It hardly takes anyone to remind Davidson of the significance of that moment, coming just a few days before Hibs’ 7-0 demolition of Hearts at Tynecastle on New Year’s Day 1973.
Today, though, he looks back at events in a pragmatic fashion. He said: “The week after that, John Brownlie broke his leg. The two of us did our rehabilitation together.
“By the time I was fit again the following August, things had changed, Turnbull’s Tornadoes were in place. But I don’t look back and wonder ‘what if’, you can’t live your life like that.
“I feel I did reasonably well in professional football. I had four years with Hibs, one at Dunfermline and six with Meadowbank although that was part time – 11 years in all.”
Davidson, now a duty manager at Mayfield’s Saltire Soccer Centre, is still a regular at Easter Road, a member of the former players’ association.
He said: “I didn’t enjoy it so much under Terry Butcher but since Leeann Dempster came in as chief executive and Alan Stubbs and his team took over there have been great changes. Everyone is enjoying the football they are seeing. They see things are getting much better on the park and off it. I honestly think Hibs are making big strides towards getting to where they should be, back at the top of Scottish football.”
Another sign of such progress came as Hibs clinched their League Cup final place, beating a third Premiership side in succession and so setting up a day out at Hampden against yet another, Ross County.

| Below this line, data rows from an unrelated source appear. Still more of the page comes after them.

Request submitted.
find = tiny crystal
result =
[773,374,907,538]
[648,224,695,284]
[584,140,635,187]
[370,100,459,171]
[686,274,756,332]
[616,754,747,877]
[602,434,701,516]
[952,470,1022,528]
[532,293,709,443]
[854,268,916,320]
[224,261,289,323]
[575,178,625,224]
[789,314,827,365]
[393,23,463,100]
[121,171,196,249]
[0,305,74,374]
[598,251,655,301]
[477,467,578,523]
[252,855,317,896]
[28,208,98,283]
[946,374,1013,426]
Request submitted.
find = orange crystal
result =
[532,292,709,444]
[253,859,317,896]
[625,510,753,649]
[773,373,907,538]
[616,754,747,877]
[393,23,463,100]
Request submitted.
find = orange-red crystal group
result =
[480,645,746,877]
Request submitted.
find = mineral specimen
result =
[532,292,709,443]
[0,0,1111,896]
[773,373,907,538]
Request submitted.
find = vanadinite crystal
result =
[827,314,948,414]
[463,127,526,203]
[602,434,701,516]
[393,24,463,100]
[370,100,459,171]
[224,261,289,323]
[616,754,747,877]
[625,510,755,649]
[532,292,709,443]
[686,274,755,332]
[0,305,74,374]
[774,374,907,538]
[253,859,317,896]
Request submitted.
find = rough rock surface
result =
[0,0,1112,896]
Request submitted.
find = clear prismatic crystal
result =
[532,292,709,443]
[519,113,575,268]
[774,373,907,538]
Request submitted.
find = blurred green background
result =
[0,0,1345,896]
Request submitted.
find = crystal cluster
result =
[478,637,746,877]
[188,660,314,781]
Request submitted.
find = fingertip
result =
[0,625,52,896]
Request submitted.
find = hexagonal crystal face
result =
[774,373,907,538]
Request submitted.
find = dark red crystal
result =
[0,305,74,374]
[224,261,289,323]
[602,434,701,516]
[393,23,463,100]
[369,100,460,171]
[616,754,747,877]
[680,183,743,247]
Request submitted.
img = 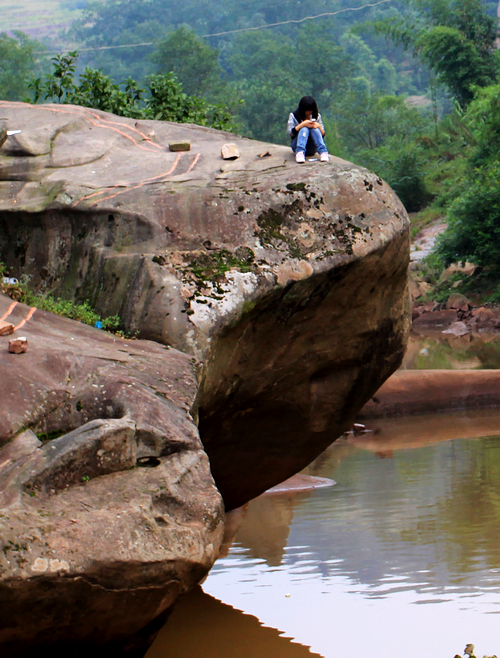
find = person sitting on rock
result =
[287,96,330,163]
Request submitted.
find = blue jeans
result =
[292,128,328,155]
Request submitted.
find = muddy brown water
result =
[146,336,500,658]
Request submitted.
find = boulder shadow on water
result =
[145,587,321,658]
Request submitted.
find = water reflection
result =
[148,411,500,658]
[402,329,500,370]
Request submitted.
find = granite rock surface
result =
[0,295,224,656]
[0,102,409,508]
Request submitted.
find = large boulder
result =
[0,102,409,508]
[0,295,224,656]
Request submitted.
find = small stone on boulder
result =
[0,320,14,336]
[220,144,240,160]
[168,140,191,153]
[446,292,472,312]
[9,336,28,354]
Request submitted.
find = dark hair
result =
[297,96,319,121]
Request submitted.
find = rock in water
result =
[0,101,409,652]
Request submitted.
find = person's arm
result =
[314,114,325,137]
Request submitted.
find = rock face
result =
[0,102,409,508]
[0,295,224,656]
[0,102,409,655]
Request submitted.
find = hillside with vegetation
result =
[0,0,500,299]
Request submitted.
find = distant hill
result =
[0,0,86,39]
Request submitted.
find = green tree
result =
[335,88,431,212]
[0,31,45,101]
[153,26,222,96]
[31,51,236,130]
[376,0,498,107]
[438,84,500,268]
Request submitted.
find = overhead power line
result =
[33,0,392,55]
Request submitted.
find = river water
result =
[147,334,500,658]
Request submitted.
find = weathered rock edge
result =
[0,102,409,508]
[0,295,224,657]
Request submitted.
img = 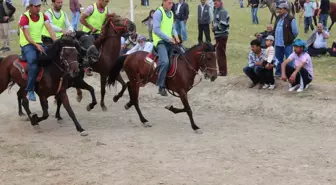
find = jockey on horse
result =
[20,0,56,101]
[153,0,180,96]
[42,0,74,45]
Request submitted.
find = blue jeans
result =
[21,44,46,92]
[319,14,329,31]
[71,12,80,31]
[275,45,294,76]
[175,20,188,41]
[156,43,171,88]
[251,7,259,24]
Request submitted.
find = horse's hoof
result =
[195,128,203,134]
[76,96,83,102]
[124,104,130,110]
[80,130,89,136]
[113,96,119,102]
[144,122,153,127]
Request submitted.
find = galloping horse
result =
[82,14,136,111]
[108,43,217,133]
[294,0,336,31]
[0,37,88,136]
[259,0,295,24]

Davidson knows though that Sunday’s Scottish Cup clash at Tynecastle will be one by which Hibs fans will again measure the progress made but, as he pointed out, it will be a typical derby in which anything can happen.
“I think it will be a tough, tough game. Hearts have done really well since going up to the Premiership. They’ve got a lot of big players and while Hibs have the likes of Liam Fontaine and Paul Hanlon, they don’t have so many which might be a concern at corners and free-kicks.
“But I do feel Hibs have the better football players, they’ve been playing some really good stuff as they showed against St Johnstone. The atmosphere is going to be fantastic, but it all comes down to who wants to win it on the day.”